I think we are now facing the same issue where the EEPROM just isn’t available. Both frank-w and ericwoud have suggested adding a delay during the module initialization. If you’re keen to try that, can you modify sfp.c to add this snippet after the quirk fixup?
This should force the quirk to be applied regardless of whether the EEPROM is available. If it is applied, you should hopefully see the “hack:…” message in your dmesg.
(I’m also surprised that your sfp still works without a moddef0 gpio. No idea how that is happening but it’s good that there’s power and modules are still getting probed)

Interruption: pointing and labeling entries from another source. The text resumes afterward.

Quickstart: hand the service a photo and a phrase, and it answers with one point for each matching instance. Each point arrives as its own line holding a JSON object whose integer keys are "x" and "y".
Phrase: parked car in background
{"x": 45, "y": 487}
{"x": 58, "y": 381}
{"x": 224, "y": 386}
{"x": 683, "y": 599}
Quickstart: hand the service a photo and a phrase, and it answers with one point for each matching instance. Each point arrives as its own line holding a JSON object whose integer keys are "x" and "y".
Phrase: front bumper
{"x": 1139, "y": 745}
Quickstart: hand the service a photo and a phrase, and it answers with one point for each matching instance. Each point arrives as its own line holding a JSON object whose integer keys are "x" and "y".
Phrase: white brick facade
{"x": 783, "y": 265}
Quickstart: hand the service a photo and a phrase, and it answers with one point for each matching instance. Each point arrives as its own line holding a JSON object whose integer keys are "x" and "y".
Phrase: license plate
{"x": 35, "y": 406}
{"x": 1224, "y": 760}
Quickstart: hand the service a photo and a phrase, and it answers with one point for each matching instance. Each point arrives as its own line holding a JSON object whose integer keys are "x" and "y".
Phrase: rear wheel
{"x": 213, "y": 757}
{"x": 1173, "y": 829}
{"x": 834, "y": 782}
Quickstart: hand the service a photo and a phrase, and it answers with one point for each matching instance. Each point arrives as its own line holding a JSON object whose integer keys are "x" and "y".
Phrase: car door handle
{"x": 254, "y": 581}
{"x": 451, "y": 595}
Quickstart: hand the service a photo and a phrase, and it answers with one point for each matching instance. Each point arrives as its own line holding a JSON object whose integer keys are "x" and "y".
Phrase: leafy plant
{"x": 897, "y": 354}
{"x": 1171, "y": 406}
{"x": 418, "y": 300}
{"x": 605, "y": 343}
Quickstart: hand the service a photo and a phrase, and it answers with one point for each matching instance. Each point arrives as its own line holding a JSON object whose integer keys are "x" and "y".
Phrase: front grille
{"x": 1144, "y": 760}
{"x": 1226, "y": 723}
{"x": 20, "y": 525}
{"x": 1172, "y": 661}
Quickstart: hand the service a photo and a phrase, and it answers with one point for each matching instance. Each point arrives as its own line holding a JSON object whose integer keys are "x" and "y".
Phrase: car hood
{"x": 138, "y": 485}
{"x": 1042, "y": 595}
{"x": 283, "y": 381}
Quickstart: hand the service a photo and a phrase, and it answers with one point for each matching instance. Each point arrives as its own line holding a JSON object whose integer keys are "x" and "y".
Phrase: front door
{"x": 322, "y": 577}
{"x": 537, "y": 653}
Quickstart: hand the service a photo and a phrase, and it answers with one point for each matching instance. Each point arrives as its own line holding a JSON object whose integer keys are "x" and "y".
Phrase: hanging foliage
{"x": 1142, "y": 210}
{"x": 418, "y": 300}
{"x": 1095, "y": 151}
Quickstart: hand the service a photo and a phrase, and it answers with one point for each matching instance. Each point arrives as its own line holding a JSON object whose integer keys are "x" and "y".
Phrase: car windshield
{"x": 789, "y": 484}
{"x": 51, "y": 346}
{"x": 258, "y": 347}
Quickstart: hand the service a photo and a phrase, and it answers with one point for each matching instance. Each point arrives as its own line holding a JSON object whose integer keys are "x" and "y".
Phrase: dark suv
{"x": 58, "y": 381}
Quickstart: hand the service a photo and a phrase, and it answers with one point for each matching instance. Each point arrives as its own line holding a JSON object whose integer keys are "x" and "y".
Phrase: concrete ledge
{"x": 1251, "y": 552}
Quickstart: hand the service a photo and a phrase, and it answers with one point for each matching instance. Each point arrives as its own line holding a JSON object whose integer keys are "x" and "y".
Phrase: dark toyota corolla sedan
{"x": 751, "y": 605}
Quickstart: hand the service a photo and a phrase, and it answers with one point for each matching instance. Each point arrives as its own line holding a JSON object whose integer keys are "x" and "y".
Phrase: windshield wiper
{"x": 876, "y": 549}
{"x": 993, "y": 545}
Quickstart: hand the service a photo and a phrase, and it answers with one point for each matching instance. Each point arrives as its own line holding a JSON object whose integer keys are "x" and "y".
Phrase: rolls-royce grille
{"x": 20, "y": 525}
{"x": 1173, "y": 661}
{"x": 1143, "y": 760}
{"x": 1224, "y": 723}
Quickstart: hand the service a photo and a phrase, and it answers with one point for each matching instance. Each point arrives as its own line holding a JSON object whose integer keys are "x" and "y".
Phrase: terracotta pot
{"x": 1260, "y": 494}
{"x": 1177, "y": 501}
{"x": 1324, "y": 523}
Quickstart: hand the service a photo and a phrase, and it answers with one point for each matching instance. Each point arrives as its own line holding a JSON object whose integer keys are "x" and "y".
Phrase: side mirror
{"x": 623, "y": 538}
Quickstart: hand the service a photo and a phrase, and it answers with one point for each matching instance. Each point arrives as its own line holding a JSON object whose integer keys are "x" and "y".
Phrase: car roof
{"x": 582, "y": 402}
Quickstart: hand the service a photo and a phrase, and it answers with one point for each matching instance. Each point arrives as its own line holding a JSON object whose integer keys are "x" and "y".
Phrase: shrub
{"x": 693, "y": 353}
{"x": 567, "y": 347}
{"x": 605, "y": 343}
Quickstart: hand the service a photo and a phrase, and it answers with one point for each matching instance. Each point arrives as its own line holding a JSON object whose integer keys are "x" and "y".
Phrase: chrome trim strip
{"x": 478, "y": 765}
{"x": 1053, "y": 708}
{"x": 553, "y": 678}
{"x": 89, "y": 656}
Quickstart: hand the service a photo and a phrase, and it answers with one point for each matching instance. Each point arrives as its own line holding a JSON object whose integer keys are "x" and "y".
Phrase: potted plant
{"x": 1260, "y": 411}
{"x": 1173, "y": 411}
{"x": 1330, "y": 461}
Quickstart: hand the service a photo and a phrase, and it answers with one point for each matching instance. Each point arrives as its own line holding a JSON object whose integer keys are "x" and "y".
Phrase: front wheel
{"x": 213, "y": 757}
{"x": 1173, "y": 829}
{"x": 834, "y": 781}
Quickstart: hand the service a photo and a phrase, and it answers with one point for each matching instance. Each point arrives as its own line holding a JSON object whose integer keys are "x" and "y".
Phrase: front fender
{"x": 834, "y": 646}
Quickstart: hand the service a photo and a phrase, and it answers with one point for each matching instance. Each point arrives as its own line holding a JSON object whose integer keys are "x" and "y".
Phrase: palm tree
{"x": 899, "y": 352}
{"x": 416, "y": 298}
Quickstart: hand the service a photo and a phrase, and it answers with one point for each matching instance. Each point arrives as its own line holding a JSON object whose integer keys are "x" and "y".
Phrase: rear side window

with the above, and manually changing moddef0 to low. When I boot up with a dac cable in sfp1.
it shows and correctly reads the eeprom of the dac cable.
sfp sfp1: No tx_disable pin: SFP modules will always be emitting.
at this point if I swap out the dac cable for the S800E. It just works without further kernel messages/errors. Link is up and everything works as it should. But ethtool -m eth2 shows nothing. So eeprom is not probed/loaded but it works.
ethtool -m eth2
netlink error: No such device or address
ethtool eth2
Settings for eth2:
Supported ports: [ ]
Supported link modes: 2500baseX/Full
1000baseX/Full
10000baseCR/Full
Supported pause frame use: Symmetric Receive-only
Supports auto-negotiation: Yes
Supported FEC modes: Not reported
Advertised link modes: 10000baseCR/Full
Advertised pause frame use: Symmetric
Advertised auto-negotiation: Yes
Advertised FEC modes: Not reported
Speed: 10000Mb/s
Duplex: Full
Auto-negotiation: on
Port: Other
PHYAD: 0
Transceiver: internal
Current message level: 0x000000ff (255)
drv probe link timer ifdown ifup rx_err tx_err
Link detected: yes
I will patch a build with a default startup delay as suggested adn find time/opportunity to test.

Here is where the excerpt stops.